To quantify the structure of zebrafish behavior, we first compressed every animal’s full modular sequence, which in wild-type animals were on average 236,636 modules long across 70 h. To determine whether the resultant compression values indicated more structure than would be expected based on either the distribution or the transition structure of the active-to-inactive modules, we compared each larva’s compressibility to that of 10 sets of paired shuffled data. All wild-type larvae were more compressive than their paired shuffled data, demonstrating that their behavior is more structured than expected from modular probabilities alone (Extended Data Fig. 3-1A). Compressibility, however, varies non-linearly with input sequence length, as longer sequences will be more likely to contain motifs (Extended Data Fig. 3-1B). Thus, to enable comparisons between samples with different numbers of modules, we compressed non-overlapping 500 module blocks of sequence per larva. This approach revealed that compressibility was higher during the day than the night (Fig. 3B). To determine whether these differences were primarily due to the presence of behavioral motifs or instead were a consequence of differences in module distribution, we also compared the difference in compressibility (Δ compressibility) between each animal’s real and shuffled data. This approach revealed that the compressibility difference between the day and the night is predominantly due to differences in module distribution (Extended Data Fig. 3-1E). To reveal finer-grain temporal changes in compressibility, we plotted Δ compressibility across time (Extended Data Fig. 3-1F). This approach revealed peaks at the light-to-dark transitions in the evenings, consistent with this stimulus eliciting stereotyped behavioral sequences (Burgess and Granato, 2007; Emran et al., 2010).
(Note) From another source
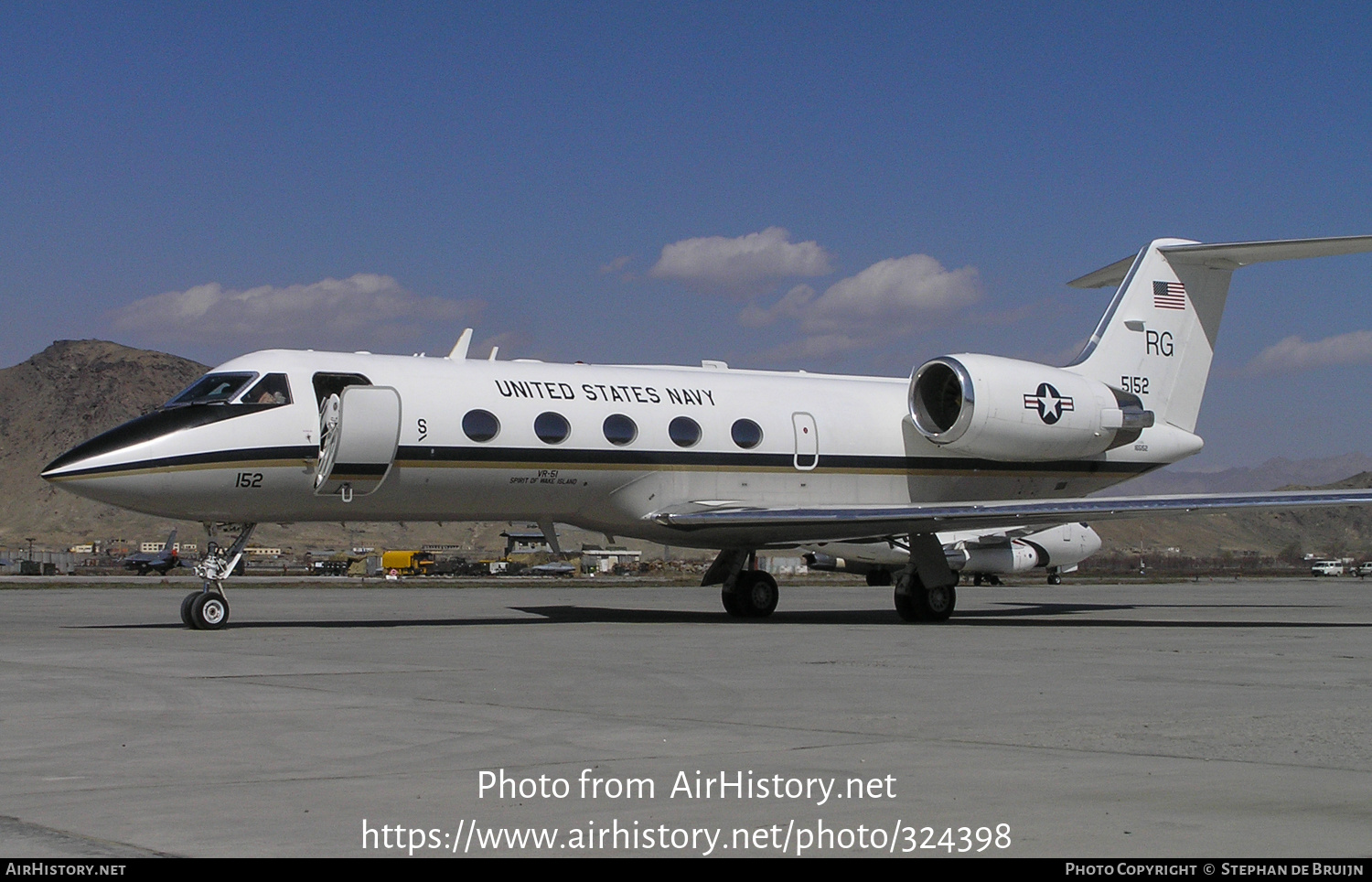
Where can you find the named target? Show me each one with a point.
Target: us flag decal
(1169, 296)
Next, we used compressibility to assess how our pharmacological and genetic manipulations altered the structure of larval behavior. We found that melatonin decreased day compressibility to night-time levels (Fig. 3B), a difference primarily due to shifts in module distribution (Extended Data Fig. 3-1E). PTZ increased compressibility to a constant day/night value (Fig. 3B). PTZ, however, reduced Δ compressibility (Extended Data Fig. 3-1E), indicating that changes in module distribution, rather than motif usage, are the dominant driver of PTZ-induced behavioral changes. Importantly, these drug-induced changes in compressibility do not simply reflect overall activity levels. For example, PTZ-exposed larvae are less active than controls during the day and more active during the night (Extended Data Fig. 1-1E) but have consistently higher compressibility (Fig. 3B). Finally, in hcrtr mutants, we found no differences in either compressibility or Δ compressibility, suggesting that hcrtr mutant behavior is structured similarly to wild-type animals (Fig. 3B).
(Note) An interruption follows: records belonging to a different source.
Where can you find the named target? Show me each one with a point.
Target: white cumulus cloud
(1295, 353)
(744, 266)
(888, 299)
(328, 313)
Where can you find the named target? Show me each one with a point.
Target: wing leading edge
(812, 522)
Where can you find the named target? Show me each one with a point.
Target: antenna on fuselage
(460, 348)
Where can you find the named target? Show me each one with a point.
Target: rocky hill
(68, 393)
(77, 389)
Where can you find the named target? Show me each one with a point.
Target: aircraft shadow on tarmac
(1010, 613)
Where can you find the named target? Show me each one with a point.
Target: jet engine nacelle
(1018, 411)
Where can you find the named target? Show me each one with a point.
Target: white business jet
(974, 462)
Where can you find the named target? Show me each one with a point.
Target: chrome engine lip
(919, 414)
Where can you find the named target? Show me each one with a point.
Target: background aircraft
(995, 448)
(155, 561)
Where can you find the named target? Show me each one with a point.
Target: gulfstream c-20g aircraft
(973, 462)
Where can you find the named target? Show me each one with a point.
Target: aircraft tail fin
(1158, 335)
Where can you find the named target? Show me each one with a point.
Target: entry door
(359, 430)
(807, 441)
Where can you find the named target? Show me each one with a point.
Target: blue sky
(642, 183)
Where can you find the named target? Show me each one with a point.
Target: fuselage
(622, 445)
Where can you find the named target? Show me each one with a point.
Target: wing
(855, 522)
Overall, our compressibility results demonstrate that larval zebrafish behavior is structured and that the amount of structure varies with behavioral context. Our Δ compressibility results suggest that such variation predominantly arises from altered module, rather than motif, usage.
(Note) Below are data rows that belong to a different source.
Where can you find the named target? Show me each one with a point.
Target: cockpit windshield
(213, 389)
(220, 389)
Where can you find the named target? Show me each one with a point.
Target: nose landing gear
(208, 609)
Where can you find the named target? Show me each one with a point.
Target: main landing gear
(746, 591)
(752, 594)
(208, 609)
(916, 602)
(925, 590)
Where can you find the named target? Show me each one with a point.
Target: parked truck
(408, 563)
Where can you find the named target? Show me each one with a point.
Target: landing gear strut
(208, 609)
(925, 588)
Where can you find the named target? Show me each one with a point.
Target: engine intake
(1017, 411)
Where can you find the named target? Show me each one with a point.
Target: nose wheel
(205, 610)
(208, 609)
To gain insight into the behavioral sequences larvae deploy, we then studied the motifs identified by the compression algorithm. Compression of the real modular sequences identified a mean of 1901 motifs per animal (Extended Data Fig. 3-1C). Interestingly, compression of the real data almost always identified slightly fewer motifs than the shuffled data (Extended Data Fig. 3-1C). This suggests that the motifs identified from the real data were used more frequently than those in the shuffled data and therefore likely reflect enriched behavioral sequences. Merging the motifs identified across all animals generated a library of 46,554 unique behavioral motifs (Fig. 3C). In terms of raw Δ pixels data, each motif represented an approximately repeated pattern of movements and pauses of varying length (Fig. 3D). Motifs in the library ranged from two to 20 modules long with a median length of eight modules and spanned timescales from approximately 0.1 s to 11.3 min with a median length of 3.84 s. In the real data, longer motifs tended to be used more frequently than in the shuffled data (Extended Data Fig. 3-1D), demonstrating the likely behavioral relevance of these sequences. Motifs of different module lengths used distinct sub-sets of modules (Fig. 3C). For example, motifs comprised of longer module sequences had a lower probability of using long inactive modules. Together, these results reveal the varied timescales at which zebrafish larvae organize their behavior and suggest the presence of structure governing the arrangement of modules into motifs.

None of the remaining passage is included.